Quick Overview#

This section provides brief examples of using gedidb.GEDIProcessor and gedidb.GEDIProvider to process and query GEDI data. For advanced features and detailed use cases, refer to the GediDB Fundamentals.

Note

First install `gedidb`:

pip install gedidb[full]
# or minimal
pip install gedidb

Verify the installation:

python -c "import gedidb; print(gedidb.__version__)"

For system dependencies, optional extras, and troubleshooting, see Installation.

Start by importing the gedidb package:

import gedidb as gdb
import concurrent.futures

Processing GEDI Data#

To process GEDI data, specify paths to a YAML configuration file (config_file). See Configuration files for more information on configuration files.

This setup initiates the download, processing, and storage of GEDI data into your database.

# Paths to configuration files
config_file = 'path/to/data_config.yml'
geometry = 'path/to/test.geojson'

# Initialize a parallel engine
concurrent_engine = concurrent.futures.ThreadPoolExecutor(max_workers=10)

# Initialize the GEDIProcessor and compute
with gdb.GEDIProcessor(
    config_file=config_file,
    geometry=geometry,
    start_date='2020-01-01',
    end_date='2020-12-31',
    earth_data_dir='/path/to/earthdata_credential/folder',
    parallel_engine=concurrent_engine,
) as processor:
    processor.compute(consolidate=True)

In this example, the gedidb.GEDIProcessor performs:

  • Downloading GEDI L2A–B and L4A–C products.

  • Filtering data by quality.

  • Storing the processed data as sparse arrays in the TileDB database.

Querying GEDI Data#

Once the data is processed and stored, use gedidb.GEDIProvider to query it.
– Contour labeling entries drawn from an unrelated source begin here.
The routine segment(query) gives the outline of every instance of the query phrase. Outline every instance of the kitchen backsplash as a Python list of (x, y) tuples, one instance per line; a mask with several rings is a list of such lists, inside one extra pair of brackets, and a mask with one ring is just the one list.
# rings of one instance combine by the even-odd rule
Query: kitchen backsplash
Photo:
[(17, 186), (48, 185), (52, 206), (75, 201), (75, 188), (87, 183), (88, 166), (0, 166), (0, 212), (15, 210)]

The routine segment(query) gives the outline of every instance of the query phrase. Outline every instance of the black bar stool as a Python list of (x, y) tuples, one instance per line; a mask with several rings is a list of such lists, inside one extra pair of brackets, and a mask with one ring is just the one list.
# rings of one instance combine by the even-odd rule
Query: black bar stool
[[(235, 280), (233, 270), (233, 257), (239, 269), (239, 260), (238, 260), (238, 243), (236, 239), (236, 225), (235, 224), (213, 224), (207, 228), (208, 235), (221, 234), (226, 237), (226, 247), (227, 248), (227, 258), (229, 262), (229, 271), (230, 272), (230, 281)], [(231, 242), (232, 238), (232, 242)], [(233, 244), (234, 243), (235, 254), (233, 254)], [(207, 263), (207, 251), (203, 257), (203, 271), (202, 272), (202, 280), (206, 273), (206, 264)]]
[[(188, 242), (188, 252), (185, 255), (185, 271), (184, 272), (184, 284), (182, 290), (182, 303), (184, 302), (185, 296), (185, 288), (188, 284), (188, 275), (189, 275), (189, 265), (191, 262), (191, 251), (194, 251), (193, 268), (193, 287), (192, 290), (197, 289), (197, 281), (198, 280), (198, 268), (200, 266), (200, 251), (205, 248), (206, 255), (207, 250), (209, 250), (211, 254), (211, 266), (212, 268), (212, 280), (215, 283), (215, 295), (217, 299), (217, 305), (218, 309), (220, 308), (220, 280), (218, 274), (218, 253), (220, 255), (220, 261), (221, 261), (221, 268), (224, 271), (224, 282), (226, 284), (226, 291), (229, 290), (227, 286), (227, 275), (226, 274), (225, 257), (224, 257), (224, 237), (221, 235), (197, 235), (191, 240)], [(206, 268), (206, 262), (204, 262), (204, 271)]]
The results can be returned in either Xarray or Pandas format, providing flexibility for different workflows.

Example query using gedidb.GEDIProvider:

import geopandas as gpd
import gedidb as gdb

# Create GEDIProvider instance
provider = gdb.GEDIProvider(
    storage_type='local',
    local_path="path/to/your/database/"
)

# Load region of interest
region_of_interest = gpd.read_file('./data/geojson/BR-Sa1.geojson')

# Define the columns to query and additional parameters
vars_selected = ["agbd", "rh"]

# Query the database
gedi_data = provider.get_data(
    variables=vars_selected,
    query_type="bounding_box",
    geometry=region_of_interest,
    start_time="2018-01-01",
    end_time="2024-07-25",
    return_type='xarray'
)

This provider.get_data function allows you to:

  • Select specific variables (e.g., agbd, rh metrics).

  • Apply spatial and temporal filters using geometry, start_time, and end_time.

  • Return data in either xarray or pandas format based on return_type.

This functionality offers a flexible, scalable approach to querying GEDI data, streamlining its integration into reproducible geospatial workflows.